Perhaps we have not had the blessing of someone patient enough to take us by the hand and show us what a close, spiritual reading of a classic text can be (and I thank God for a few Catholic literature teachers who did so in my one year in a Catholic high school). Prior can take her readers gently by the hand and help us rediscover our own hearts and minds through the lenses of these great books. For those willing to read Prior right along with that selected book on an admirable virtue, it is a wonderful journey into insight and even wisdom.
A Layman’s Guide to the Liturgy of the Hours: How the Prayers of the Church Can Change Your Life
While we are discussing worthy reading habits, should we not also benefit by the collected prayers of the church? Such is the purpose of Father Timothy Gallagher, author of “A Layman’s Guide to the Liturgy of the Hours: How the Prayers of the Church Can Change Your Life.” Father Gallagher has written extensively on spiritual formation, particularly in activities centered around the Spiritual Exercises of St. Ignatius. Teaching spiritual formation at St. John Vianney Theological Seminary in Denver, Father Gallagher has a vibrant ministry in clergy formation, spiritual direction, and prayer, as well as countless appearances on the EWTN network.
As St. Paul exhorted a young church to “pray without ceasing”— a goal that seemed both admirable but practically impossible, Father Gallagher reassures us that we can find a way to pray in just that manner.
His latest book breaks open a time-tested framework that countless laymen (as well as Catholic clergy) still use today to pray with constancy and thereby grow in holiness.

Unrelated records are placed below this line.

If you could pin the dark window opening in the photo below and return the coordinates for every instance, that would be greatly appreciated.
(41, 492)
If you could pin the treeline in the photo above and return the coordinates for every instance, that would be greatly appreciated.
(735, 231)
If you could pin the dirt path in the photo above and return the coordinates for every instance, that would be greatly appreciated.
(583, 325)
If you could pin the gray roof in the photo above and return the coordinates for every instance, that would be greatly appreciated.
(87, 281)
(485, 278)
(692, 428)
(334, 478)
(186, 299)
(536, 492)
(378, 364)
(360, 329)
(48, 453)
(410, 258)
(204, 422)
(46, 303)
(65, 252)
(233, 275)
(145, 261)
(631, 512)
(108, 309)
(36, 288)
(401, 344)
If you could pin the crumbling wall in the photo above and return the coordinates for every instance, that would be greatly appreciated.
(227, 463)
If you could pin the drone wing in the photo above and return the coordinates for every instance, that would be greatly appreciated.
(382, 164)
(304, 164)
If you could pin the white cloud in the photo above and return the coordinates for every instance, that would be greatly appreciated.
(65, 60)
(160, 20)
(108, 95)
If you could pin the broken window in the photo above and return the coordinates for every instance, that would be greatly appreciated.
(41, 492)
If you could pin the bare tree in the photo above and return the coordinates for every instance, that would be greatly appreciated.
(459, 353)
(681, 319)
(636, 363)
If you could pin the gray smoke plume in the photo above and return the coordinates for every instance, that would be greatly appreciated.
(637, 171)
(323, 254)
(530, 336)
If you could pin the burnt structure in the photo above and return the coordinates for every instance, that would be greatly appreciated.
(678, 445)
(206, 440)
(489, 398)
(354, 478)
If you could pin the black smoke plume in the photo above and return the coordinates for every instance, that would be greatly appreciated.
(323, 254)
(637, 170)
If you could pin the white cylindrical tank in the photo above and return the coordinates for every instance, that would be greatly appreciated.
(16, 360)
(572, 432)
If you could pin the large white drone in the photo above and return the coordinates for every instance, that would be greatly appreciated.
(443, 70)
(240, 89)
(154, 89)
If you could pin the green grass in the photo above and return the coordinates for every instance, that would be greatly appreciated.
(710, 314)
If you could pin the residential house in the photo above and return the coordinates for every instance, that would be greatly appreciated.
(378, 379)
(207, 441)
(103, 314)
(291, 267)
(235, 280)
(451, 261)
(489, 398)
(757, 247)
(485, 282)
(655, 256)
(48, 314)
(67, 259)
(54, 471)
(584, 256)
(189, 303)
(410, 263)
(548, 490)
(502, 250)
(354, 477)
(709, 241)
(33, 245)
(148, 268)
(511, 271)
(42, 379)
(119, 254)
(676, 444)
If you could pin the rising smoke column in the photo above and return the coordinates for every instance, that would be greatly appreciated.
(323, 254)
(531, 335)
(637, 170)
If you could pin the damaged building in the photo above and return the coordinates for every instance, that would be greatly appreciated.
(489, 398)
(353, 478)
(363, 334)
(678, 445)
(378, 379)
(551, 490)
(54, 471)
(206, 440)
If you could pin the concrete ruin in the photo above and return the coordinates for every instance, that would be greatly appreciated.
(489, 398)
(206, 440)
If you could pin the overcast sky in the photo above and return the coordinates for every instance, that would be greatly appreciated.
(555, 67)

It’s called the Liturgy of the Hours. Also known as the Divine Office or the breviary, it’s a collection of structured prayers that any serious Catholic can embark upon today. Several parishes in our diocese of Colorado Springs offer times of praying morning prayer or evening prayer together, and there are often various groups who seek occasion to pray these prayers together.
Relying on insights from popes and saints, as well as on his five decades’ experience praying the Liturgy of the Hours, Father Gallagher opens our eyes to this spiritual treasury and shows us how, by means of its sanctifying rhythm, it will help the progress of our spiritual journey. Soon, you will acquire this “holy habit” and be among the multitude of Catholics who pray the Liturgy of the Hours daily and are richly blessed by the flow of graces these prayers yield.
As a former Protestant training for the diaconate, I first found the Liturgy of the Hours a bit overwhelming, with certain days, certain weeks, ribbons to mark the start and end of other prayers, the psalms in a rather strange order. But with practice and the patient understanding of more experienced men and women to guide me, it was a singularly life-changing experience to have others give more profound words to sentiments I wanted to express before my heavenly Father.
From the wise Father Gallagher and this book, you’ll learn:
• The basic elements of the Liturgy of the Hours
• How to incorporate them into your day, no matter how busy it may be
• How the Liturgy of the Hours will revitalize your daily prayers and prevent them from becoming routine
• How they will extend the graces you obtain at Mass into your entire day
• How praying the Liturgy of the Hours with your family will link you more intimately to each other — and to the universal Church.
If you’re looking to invigorate your prayer life and draw closer to Our Lord in friendship and holy contemplation, discover the Liturgy of the Hours.